Thai language machine translation

Machine translation between many languages is now at the point where the translation gives a very good indication of a text’s content even if the translation itself is not exactly publishable. This is not the case for all languages, however. Sometimes the translation gives little idea what a text is about apart from a few random vocabulary items. Thai to English machine translation is a good case in point.

Consider the following example taken from a Twitter feed that publishes quotes from respected Thai spiritual and political reformer Buddhadasa (@buddhadasa):

เราให้ทานเพื่ออะไร? คำตอบที่ถูกที่สุด คือเราให้ทานเพื่อหลุดพ้น หลุดพ้นอย่างไร หลุดพ้นจากอะไร ก็หลุดพ้นจากความตระหนี่ หลุดพ้นจากความยึดติดในวัตถุ

Bing translation:

We eat? The answer was “we eat for salvation salvation, however, break free from anything he was wrongful from the survivor survivor from the mounting bracket in the object.

Google translation:

What do we eat for? The cheapest answer We give out to eat. How are you? Out of nothing It’s out of misery. Get rid of attachments in objects.

My translation:

Why do we give alms? The best, correct answer is that we give alms in order to free ourselves. Why free ourselves? To free ourselves from what? To free ourselves from stinginess, to free ourselves from attachment to material objects.

The Google version is slightly more coherent than the Bing version perhaps. It gets the final clause mostly correct, but neither version conveys much of the meaning of the original text.

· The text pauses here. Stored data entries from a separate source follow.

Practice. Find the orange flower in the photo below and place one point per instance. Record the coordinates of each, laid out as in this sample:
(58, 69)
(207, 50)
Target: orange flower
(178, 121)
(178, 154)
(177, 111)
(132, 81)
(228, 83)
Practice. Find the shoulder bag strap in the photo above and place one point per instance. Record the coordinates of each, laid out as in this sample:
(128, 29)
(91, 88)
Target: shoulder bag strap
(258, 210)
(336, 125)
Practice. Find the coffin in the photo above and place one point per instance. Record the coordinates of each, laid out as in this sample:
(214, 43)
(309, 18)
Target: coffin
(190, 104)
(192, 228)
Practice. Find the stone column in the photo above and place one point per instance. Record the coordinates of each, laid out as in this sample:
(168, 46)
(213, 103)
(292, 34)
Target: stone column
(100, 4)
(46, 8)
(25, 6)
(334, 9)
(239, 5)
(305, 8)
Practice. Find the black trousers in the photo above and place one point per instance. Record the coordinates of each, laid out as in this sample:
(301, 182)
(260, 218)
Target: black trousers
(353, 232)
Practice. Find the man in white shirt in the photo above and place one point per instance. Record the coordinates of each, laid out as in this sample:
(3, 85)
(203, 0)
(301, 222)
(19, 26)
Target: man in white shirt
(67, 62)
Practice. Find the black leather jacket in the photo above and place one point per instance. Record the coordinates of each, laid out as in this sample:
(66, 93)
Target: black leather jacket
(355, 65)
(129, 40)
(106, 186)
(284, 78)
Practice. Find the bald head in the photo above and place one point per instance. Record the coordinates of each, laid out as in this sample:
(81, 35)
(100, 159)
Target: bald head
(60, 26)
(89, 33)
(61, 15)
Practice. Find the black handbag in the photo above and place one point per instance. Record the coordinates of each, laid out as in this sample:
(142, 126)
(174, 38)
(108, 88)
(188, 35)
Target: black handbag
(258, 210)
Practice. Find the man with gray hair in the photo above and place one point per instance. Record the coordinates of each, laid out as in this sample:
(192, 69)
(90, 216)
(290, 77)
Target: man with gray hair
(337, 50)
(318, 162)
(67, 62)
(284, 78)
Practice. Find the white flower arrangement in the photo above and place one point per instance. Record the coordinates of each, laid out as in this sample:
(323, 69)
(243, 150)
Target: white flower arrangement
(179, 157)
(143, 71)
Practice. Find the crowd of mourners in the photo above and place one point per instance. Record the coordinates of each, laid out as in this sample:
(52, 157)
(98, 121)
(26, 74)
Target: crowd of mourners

So why is Thai text less amenable to machine translation into English than, say, Italian? According to Thai computational linguist Paisarn Charoenpornsawat, who has worked on this problem for the past two decades, the problem is as much about the Thai script as anything else like grammar.

As is the case in other Asian languages including Chinese, Japanese and Korean, words in Thai text are strung together into phrases and clauses without any whitespace marking the boundaries between them. Spaces do separate phrases and clauses, but usage is inconsistent and almost no other form of punctuation (commas, full-stops, etc) is used. In other words, both word and clause boundaries are often ambiguous and word segmentation and sentence segmentation are crucial natural language processing problems in Thai.

Related to the word segmentation problem is the fact that multiple interpretations of a given string of characters are often possible.  Charoenpornsawat provides the following example:

ไปหามเหสี

This string can be interpreted (correctly) as three words meaning Go to see the queen:

ไป go

หา to see

มเหสี the queen

or (incorrectly) as four nonsensical words:

ไป go

หาม carry

เห deviate

สี colour

The key to the successful disambiguation of a string is it’s degree of context dependency. Context independent segmentation ambiguity can be resolved fairly reliably using probabilistic methods because normally only one alternative is plausible. This is the case in the example above.

Context dependent segmentation ambiguity, in which two or more alternatives are plausible, is more difficult to resolve and causes more errors in machine translation. Another example from Charoenpornsawat:

มากว่า

This string can be interpreted with equal probability as either

มาก many

ว่า that

or

มา come

กว่า (more) than

So there you have it, some insight into the challenges of Thai to English text translation. See the Thai linguistics resources page for references to Paisarn Charoenpornsawat’s work.